There was strong site participation in the CPASS learning community activities with at least 2 representatives (1 hospital-based, 1 CBO-based) from each site attending every call. Across the 5 sites, 1,002 safe kits were distributed, the majority (>85%) to families with infants < 1 month old. Among participating families 45% reported no safe sleep location before receipt of the kit and reported new safe infant sleep knowledge regarding no bedsharing (30%); sleeping on back (27%); and sleep environment (25%). Family adherence to nighttime safe sleep recommendations included: 1) no bedsharing (M 6.0, SD 1.8, range 0-7); 2) sleep on back (M 6.3, SD 1.7, range 0-7); and 3) sleep on uncluttered mattress (M 6.0, SD 2.0, range 0-7). Overall, hospital-CBO relationships were strengthened with program participation. Lessons learned included importance of: 1) resources in languages beyond English and Spanish; 2) future social media for enhanced outreach; 3) culturally and linguistically appropriate messaging for families; and 4) shifting SUID narrative as a preventable event. CPASS participation influenced counselling, including moving from awareness to action and celebrating and building upon family safe sleep knowledge.
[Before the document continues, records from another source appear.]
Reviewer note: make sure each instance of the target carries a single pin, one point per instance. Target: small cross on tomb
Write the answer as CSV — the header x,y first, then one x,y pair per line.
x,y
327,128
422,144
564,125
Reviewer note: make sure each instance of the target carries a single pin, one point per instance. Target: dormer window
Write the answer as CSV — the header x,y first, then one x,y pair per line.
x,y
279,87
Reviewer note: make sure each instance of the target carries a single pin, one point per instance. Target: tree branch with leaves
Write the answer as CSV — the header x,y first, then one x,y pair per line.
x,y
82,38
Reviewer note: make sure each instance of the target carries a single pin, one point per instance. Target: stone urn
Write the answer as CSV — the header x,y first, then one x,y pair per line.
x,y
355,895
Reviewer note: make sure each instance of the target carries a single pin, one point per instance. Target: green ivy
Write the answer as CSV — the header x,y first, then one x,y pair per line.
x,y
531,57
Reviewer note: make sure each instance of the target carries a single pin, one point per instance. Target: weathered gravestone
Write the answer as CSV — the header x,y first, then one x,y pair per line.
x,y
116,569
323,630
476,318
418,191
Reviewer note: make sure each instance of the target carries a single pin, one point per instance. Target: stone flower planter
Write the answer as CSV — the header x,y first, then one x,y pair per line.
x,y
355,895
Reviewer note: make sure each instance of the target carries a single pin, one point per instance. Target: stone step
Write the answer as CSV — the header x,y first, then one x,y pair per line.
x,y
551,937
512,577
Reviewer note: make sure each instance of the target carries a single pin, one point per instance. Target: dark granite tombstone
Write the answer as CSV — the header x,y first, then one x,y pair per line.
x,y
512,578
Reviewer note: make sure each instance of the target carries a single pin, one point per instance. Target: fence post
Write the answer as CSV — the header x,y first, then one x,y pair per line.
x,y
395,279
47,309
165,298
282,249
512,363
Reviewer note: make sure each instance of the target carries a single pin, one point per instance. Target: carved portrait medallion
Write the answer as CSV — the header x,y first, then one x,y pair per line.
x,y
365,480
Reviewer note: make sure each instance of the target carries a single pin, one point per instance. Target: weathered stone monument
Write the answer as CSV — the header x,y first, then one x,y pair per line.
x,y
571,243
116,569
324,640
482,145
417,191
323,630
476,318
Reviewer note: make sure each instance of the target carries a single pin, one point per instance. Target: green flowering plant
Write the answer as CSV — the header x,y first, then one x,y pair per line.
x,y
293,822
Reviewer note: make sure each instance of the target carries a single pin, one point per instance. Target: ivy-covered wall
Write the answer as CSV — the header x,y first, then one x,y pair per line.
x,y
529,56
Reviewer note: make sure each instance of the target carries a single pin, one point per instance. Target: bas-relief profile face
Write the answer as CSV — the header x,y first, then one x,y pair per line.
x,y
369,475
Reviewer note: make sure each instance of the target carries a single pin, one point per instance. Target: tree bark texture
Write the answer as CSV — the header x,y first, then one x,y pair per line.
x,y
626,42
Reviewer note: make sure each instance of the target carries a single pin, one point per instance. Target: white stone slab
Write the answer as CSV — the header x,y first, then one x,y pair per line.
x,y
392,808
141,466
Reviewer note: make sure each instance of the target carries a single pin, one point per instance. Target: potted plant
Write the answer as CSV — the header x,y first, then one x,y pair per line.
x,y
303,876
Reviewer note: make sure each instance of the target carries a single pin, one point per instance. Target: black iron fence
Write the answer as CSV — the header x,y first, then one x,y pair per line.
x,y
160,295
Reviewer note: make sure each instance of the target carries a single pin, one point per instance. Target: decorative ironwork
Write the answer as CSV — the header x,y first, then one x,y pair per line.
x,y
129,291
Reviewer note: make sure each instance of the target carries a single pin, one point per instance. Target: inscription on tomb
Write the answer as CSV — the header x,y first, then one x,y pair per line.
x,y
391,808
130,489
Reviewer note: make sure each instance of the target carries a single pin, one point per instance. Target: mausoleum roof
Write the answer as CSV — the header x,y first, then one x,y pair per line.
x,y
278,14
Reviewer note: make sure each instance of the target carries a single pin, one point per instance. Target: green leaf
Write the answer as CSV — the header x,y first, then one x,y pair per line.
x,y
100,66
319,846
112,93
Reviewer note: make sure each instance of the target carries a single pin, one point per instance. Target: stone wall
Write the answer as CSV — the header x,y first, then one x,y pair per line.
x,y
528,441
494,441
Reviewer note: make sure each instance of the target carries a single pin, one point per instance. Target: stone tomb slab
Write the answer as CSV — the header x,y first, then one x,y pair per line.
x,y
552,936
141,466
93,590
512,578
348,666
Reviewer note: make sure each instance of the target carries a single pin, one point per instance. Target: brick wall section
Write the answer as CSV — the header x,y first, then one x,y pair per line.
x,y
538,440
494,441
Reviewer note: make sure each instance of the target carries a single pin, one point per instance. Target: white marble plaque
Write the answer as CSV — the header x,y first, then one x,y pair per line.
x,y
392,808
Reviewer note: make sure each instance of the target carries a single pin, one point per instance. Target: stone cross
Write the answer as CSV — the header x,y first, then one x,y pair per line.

Sharing local SUID data and greater incorporation of terms like ‘suffocation’ and ‘strangulation’ were found to be useful with families.

Conclusions:

The CPASS pilot provides a new, innovative model for building strategic hospital-community partnerships for infant safe sleep community-based programs. CPASS empowered families with knowledge and resources to practice infant safe sleep. Important lessons learned included improved ways to center and communicate with families.

Objectives:

1. Describe evidence-based interventions to improve infant safe sleep behaviors to prevent infant sleep-related death.
2. Examine how a community-based safe sleep program enhanced knowledge and safe sleep environment behaviors among families with newborns.
3. Discuss the benefits and challenges of hospital partnerships with community-based organizations for implementing safe sleep programs.